What happened to your family?
They make--the parents was already went away to Majdanek, to Treblinka.
How did they--to Treblinka? Tell me how that happened.
This is happened uh, we couldn't, they didn't let us anymore go home. We were already guarded in the camp. But it was a--the city wasn't that big. We heard the next day that there is no Jews, all the families were taken on trains. We even saw in our camp, it was built, it was built on a, on a high level. We saw, from the barracks, we saw trains, trains day and night going by with people sticking out and, you know, it was, it was in summer, hot. They sticked in about--that's what I heard--hundred, hundred and fifty, 'til they came to Treblinka they were half already uh, dead, choke.
In the cattle cars.
In the, in the cattle cars. So, that's the last time I never, I never seen my family. I know the family went to Treblinka.
So, you were taken from them, really? You were all together and then they came and took you from the house, is that what happened?
Yeah. They took me away and this was the end. I've never seen the parents, that's all. And I was already in that uh, uh, forced labor camp, Starowicea [Starowice], and the cities were cleared up, all the ghettoes were no Jews at all. And a matter of fact, in this camp they brought a lot of people from other camps and they told me the same thing, the parents they took away and all young boys, you know, because old people very seldom came to the camp. Because I know my father wasn't, wasn't old, he was a young man, but he always said, whatever, we all go together. Because I had a little brother ten years old and my mother was a young woman. He says, whatever it's going to be, we all go together. We not going to get separated. So us, me and, and, and two brothers, you know, they took and they were separating us not to keep in even the same camp, the same barrack, I mean. Different barracks. Too--even brothers. They, they managed brothers shouldn't be together.
You think they did this deliberately to have the brothers...
Definitely.
When they came--did they come to your house to get you? When they took you to the, to the barracks, to the camp?
One--yeah. They came at night and, you know, it was like uh, I don't know in English how to, uh, like a raid. Exactly. A raid.
Were these Ukrainians who got you?
Ukrainians and SS troops came. They, they knew the ghetto, you know, the, the, the three blocks, that's all. And they run in, they said, the uh, young boys, dress and out in, in five minutes.
Five minutes to get out.
That's all. So, we hardly could get dressed and, and that, this was the end.
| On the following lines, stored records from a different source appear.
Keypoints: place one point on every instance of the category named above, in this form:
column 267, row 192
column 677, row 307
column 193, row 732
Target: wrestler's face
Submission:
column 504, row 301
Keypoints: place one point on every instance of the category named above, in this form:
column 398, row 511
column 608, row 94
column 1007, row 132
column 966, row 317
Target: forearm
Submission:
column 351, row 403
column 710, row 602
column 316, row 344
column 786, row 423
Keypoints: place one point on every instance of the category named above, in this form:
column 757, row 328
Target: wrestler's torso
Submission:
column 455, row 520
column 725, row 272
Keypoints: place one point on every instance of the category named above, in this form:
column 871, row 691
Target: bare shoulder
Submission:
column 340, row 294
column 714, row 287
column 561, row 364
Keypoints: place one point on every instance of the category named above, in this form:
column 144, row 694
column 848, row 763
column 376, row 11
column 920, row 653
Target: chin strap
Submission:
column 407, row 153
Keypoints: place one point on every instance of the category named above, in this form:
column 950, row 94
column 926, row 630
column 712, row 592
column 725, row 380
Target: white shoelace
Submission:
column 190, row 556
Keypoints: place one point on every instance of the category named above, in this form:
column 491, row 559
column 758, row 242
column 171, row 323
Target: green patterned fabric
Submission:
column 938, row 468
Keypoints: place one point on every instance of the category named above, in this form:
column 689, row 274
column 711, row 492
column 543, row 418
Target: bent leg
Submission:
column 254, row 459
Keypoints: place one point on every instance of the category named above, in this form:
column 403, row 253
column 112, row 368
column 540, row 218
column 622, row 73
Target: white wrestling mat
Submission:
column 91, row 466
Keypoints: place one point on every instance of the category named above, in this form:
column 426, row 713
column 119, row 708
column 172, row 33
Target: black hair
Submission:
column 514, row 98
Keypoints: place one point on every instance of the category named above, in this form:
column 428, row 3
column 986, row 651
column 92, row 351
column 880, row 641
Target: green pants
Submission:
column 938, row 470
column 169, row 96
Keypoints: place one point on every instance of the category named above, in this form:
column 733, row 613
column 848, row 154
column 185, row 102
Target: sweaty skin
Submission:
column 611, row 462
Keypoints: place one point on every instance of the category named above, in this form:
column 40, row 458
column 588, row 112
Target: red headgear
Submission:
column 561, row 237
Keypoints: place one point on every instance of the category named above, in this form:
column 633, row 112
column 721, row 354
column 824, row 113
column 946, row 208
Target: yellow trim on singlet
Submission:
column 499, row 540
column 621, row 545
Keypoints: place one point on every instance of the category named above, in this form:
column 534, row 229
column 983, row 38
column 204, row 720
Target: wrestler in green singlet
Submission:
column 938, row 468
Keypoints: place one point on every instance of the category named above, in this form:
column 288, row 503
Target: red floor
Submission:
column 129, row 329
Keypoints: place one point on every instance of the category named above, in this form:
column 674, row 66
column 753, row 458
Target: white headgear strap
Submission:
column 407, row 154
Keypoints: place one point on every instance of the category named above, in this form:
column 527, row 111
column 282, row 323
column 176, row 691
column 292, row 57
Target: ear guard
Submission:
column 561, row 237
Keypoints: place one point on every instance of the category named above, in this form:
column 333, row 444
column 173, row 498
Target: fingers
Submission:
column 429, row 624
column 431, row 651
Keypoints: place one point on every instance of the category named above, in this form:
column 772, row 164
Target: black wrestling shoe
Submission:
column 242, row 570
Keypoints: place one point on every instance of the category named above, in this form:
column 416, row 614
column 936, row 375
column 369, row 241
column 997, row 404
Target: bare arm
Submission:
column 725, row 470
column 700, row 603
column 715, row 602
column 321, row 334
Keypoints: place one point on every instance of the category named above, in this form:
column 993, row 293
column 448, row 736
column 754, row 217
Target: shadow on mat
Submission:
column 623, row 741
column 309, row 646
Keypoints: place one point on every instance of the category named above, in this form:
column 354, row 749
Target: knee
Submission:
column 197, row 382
I remember my mother was crying and my father was crying and, and, you know, hysterical, but they, you know, pushed 'em back and, and you know and us took right away on trucks and they took us to those uh, that uh, forced labor camp. This was end. I didn't see the parents anymore. And a few days later they were, the city was gone.
When did you find out where they had gone?
Uh, you know, when you work in a factory there was Polish people there and they were free. They were in the cities, you know, and they saw, if not they, their relatives, they saw it. And they told me that, that day and night that took about three days in the whole city was not one Jew left. Everybody was in, in the cattle cars, and they, and they know exactly where they sent them.